Mobiliare Lebenswelten

Truhen und Kästen begleiteten früher als „Mobile“ einfache Dienstboten zu ihren wechselnden Arbeitsstätten, bargen die persönlichen Habseligkeiten, dienten aber auch dem Transport der Mitgift zukünftiger Bäuerinnen. Die Entwicklung dieser vielfach kunstvoll verzierten Möbelstücke erzählt eine ganze Kulturgeschichte, von ihrer Herstellung durch Zimmerleute und später spezialisierte Tischler in Mittelalter und Neuzeit bis hin zur industriellen Fertigung in der Gegenwart.

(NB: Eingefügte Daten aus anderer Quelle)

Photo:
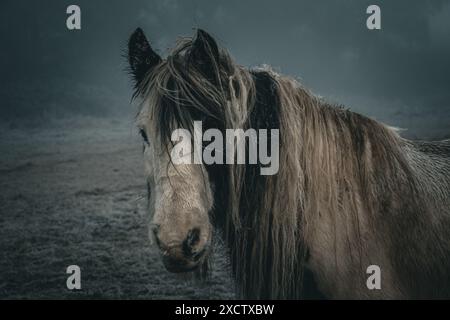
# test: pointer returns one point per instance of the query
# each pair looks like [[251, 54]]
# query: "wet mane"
[[334, 165]]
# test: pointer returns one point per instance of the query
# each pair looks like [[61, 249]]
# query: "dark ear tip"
[[202, 34], [137, 34]]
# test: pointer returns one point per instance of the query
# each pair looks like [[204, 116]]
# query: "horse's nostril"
[[155, 230], [193, 236], [192, 239]]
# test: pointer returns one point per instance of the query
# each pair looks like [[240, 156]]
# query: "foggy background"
[[399, 75], [72, 185]]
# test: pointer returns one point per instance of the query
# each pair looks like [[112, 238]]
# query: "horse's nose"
[[191, 245], [191, 249]]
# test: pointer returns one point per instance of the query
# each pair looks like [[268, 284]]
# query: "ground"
[[74, 193]]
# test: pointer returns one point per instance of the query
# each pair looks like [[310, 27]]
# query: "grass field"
[[75, 194]]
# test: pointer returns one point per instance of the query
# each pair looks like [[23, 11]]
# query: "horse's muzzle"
[[184, 257]]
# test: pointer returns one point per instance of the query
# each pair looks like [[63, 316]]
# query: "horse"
[[350, 192]]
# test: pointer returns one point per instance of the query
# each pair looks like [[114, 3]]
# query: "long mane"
[[335, 166]]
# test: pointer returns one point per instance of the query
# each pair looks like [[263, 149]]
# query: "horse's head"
[[192, 83]]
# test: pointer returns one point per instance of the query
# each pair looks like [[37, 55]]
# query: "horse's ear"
[[141, 56], [205, 54]]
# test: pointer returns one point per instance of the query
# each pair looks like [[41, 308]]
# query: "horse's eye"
[[144, 135]]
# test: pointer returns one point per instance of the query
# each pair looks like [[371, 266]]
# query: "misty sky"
[[400, 74]]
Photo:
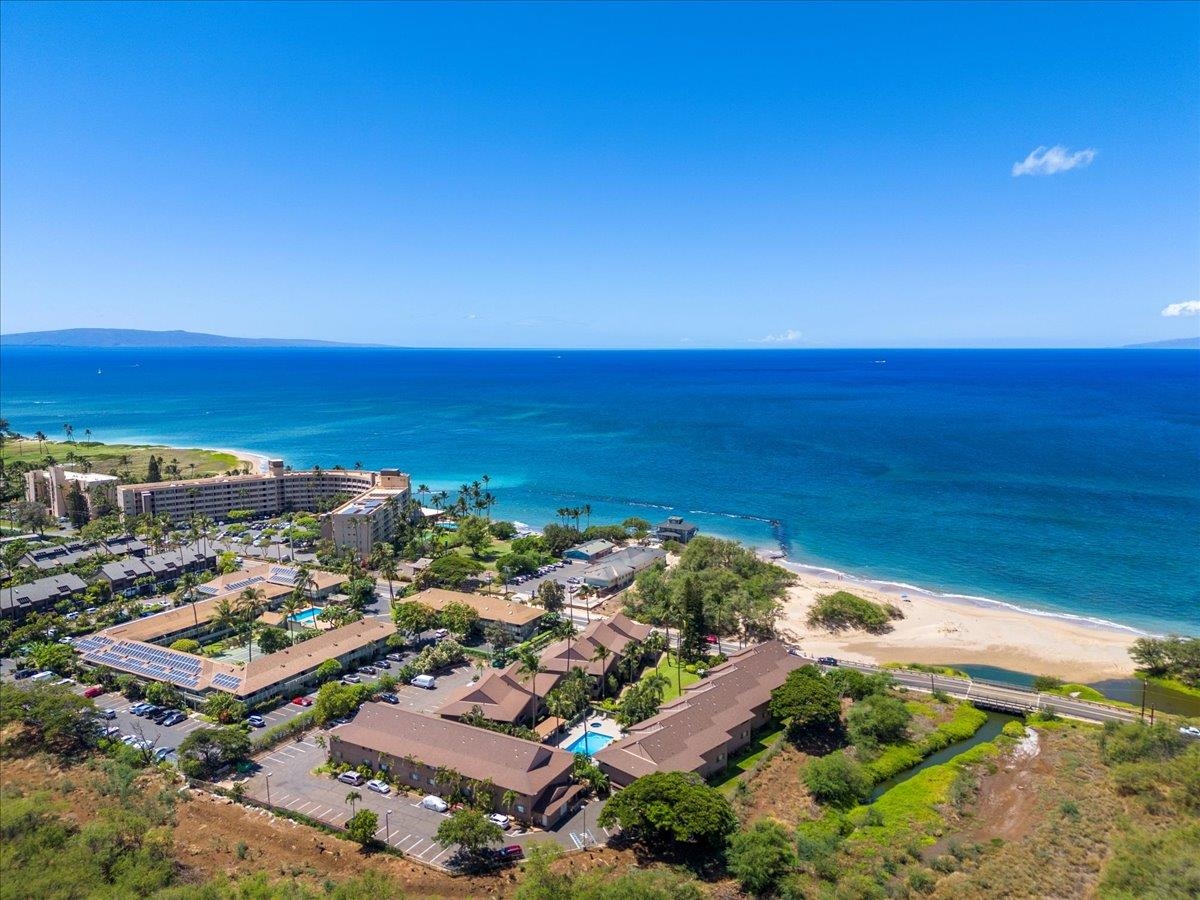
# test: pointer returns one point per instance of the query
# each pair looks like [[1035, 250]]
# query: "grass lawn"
[[666, 667], [748, 757], [107, 459]]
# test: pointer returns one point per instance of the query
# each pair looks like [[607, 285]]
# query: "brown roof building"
[[423, 750], [713, 719]]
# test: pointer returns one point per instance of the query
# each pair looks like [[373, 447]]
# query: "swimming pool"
[[588, 743], [306, 617]]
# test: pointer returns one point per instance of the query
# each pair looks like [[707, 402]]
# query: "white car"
[[435, 803]]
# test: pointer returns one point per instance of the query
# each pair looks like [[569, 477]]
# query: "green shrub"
[[844, 611]]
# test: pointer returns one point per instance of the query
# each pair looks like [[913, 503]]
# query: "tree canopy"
[[671, 808]]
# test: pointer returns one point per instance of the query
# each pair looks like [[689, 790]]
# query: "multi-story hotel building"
[[377, 499]]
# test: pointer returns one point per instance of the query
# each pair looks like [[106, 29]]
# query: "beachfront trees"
[[669, 809], [1171, 657], [474, 533], [807, 701], [841, 610], [738, 592], [551, 595]]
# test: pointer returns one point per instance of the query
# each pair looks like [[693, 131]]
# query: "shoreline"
[[957, 630], [937, 628]]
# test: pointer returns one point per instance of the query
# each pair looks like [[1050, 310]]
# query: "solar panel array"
[[285, 574], [147, 660], [245, 582], [223, 679]]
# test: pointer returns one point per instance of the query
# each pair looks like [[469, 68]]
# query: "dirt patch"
[[777, 791]]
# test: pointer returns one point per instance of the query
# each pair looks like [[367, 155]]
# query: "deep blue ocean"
[[1066, 480]]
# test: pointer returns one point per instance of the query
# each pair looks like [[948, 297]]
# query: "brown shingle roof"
[[707, 715], [490, 609], [511, 763], [502, 695]]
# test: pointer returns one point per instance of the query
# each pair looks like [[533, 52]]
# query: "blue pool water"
[[589, 743], [307, 617], [1065, 480]]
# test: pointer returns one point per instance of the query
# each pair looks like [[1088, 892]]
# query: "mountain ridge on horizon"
[[141, 339]]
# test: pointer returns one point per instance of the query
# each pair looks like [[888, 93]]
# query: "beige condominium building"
[[377, 499], [52, 485]]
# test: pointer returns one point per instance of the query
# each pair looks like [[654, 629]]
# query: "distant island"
[[119, 337], [1176, 343]]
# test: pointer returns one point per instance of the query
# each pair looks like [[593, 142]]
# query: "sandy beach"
[[941, 630]]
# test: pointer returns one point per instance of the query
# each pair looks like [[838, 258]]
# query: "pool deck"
[[606, 726]]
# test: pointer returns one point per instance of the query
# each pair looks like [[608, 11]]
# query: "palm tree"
[[528, 671], [250, 606], [185, 593], [601, 654], [291, 606]]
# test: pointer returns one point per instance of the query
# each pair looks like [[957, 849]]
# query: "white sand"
[[937, 630]]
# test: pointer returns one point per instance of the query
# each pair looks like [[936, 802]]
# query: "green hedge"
[[898, 757]]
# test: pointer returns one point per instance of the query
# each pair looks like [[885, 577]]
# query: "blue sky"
[[604, 175]]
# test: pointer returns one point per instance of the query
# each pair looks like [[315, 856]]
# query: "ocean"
[[1061, 480]]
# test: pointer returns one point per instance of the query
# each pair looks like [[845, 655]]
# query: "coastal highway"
[[991, 695]]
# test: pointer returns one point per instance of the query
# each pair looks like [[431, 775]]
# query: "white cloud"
[[790, 336], [1049, 161]]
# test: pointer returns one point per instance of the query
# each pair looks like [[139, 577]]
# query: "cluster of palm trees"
[[240, 616], [568, 513]]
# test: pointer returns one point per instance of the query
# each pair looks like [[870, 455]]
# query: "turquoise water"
[[1065, 480], [589, 743], [306, 617]]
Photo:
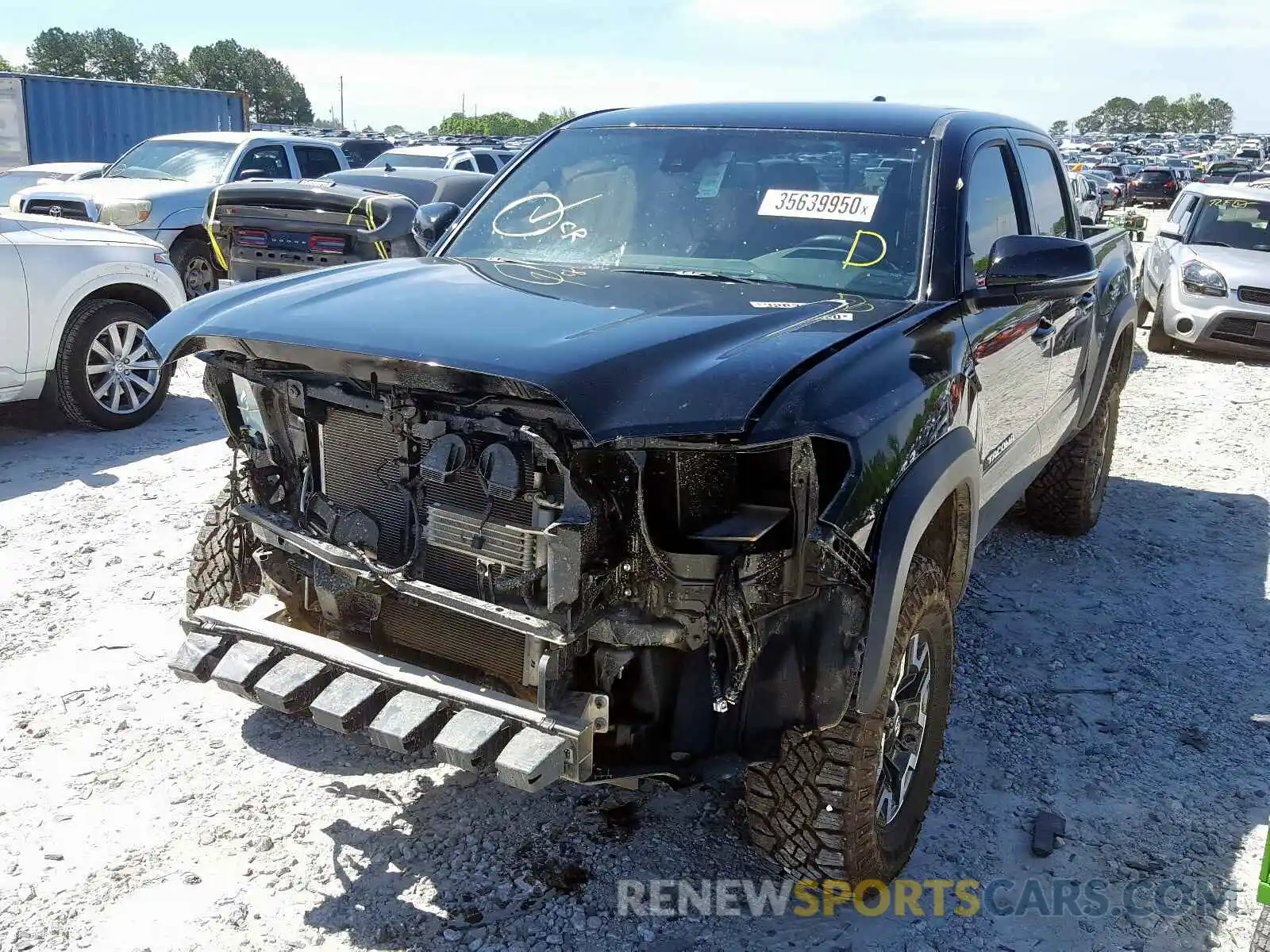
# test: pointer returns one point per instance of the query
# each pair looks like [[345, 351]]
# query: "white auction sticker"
[[829, 206]]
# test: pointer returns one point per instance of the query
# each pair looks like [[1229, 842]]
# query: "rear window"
[[399, 160]]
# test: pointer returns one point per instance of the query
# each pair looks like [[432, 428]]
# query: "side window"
[[990, 205], [266, 162], [1045, 190], [1191, 203], [315, 162], [1181, 206]]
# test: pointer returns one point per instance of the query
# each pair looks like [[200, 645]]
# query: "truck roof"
[[239, 137], [887, 118]]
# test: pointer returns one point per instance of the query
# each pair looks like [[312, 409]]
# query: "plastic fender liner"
[[1122, 323], [952, 463]]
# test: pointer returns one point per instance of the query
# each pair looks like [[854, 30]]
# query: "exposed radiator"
[[359, 469], [455, 638], [470, 535]]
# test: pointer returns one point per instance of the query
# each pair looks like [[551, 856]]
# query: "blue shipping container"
[[64, 120]]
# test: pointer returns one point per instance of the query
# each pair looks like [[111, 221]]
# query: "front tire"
[[1261, 932], [1067, 497], [848, 803], [192, 258], [107, 376]]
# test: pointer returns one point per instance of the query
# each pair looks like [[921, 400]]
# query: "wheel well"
[[133, 294], [194, 232], [946, 541], [1122, 359]]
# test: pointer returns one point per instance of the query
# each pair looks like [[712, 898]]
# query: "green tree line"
[[499, 124], [1193, 113], [276, 94]]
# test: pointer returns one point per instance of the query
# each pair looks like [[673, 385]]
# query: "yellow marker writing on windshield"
[[849, 263]]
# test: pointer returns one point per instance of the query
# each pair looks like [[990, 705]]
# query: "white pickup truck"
[[159, 188], [75, 301]]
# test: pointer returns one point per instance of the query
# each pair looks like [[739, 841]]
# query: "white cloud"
[[772, 14]]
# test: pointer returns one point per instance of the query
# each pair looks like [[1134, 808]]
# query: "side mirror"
[[1039, 267], [431, 221]]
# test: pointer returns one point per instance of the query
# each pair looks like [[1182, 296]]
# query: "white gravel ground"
[[1111, 679]]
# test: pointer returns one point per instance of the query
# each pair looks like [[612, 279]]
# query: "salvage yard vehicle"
[[666, 454], [159, 188], [76, 302], [25, 175], [266, 228], [1206, 276]]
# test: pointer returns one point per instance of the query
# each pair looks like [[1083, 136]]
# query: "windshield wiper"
[[691, 273]]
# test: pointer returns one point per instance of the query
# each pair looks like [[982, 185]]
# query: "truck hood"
[[1238, 266], [629, 355], [79, 232], [101, 190]]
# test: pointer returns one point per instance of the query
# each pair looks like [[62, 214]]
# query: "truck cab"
[[159, 188]]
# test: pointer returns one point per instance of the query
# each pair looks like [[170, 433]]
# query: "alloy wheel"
[[122, 370], [905, 729]]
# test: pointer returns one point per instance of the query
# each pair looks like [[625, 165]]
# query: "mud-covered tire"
[[816, 810], [70, 386], [1261, 932], [1067, 497], [221, 569]]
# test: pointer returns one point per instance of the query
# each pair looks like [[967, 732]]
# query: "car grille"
[[1255, 296], [1244, 330], [57, 209], [469, 643], [356, 450]]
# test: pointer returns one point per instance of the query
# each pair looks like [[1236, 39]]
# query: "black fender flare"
[[950, 463], [1123, 321]]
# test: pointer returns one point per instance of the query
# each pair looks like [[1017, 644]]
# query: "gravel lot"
[[1111, 679]]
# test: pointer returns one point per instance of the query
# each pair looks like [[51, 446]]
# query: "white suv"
[[76, 302], [440, 156]]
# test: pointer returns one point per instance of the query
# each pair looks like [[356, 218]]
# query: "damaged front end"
[[446, 558]]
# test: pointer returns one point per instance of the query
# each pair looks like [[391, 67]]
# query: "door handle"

Vorratstruhe mit Geschichte

Die aus der Gegend von Ebene Reichenau stammende Dachtruhe des 14. Jhs. diente bis zu ihrer Verbringung ins Kärnten Museum zur Aufbewahrung von Korn oder Mehl. Der Abstand von 26 cm zwischen Truhenboden und Untergrund schützte den Inhalt vor Nässe und Nagetieren. Die Truhe wurde von Zimmerleuten mit einfachen Werkzeugen zum überwiegenden Teil aus Fichtenholz gefertigt und verfügt auch über ein Riegelschloss aus Holz und Eisen.

Fromme Apostel

Diese sogenannte „Aposteltruhe“ der zweiten Hälfte des 17. Jhs. aus dem Görtschitztal ist mit zwölf Arkadenbögen in zwei Kassettenfeldern verziert. An der Innenseite des Deckels sind noch Teile von Heiligenbildern und Andachtsbildchen erhalten, die der fromme Besitzer zur religiösen Erbauung nutzte.

Rosentaler Marientruhe

Diese aus dem Rosental stammende Truhe des 19. Jhs. zeigt in drei Bildfeldern in der Mitte Maria vom Berge Karmel mit ihren Attributen und zu beiden Seiten jeweils einen Biedermeierstrauß. Eine kleine Kassette und ein Holzboard im Truheninneren dienten der Aufbewahrung kostbarer Kleingegenstände.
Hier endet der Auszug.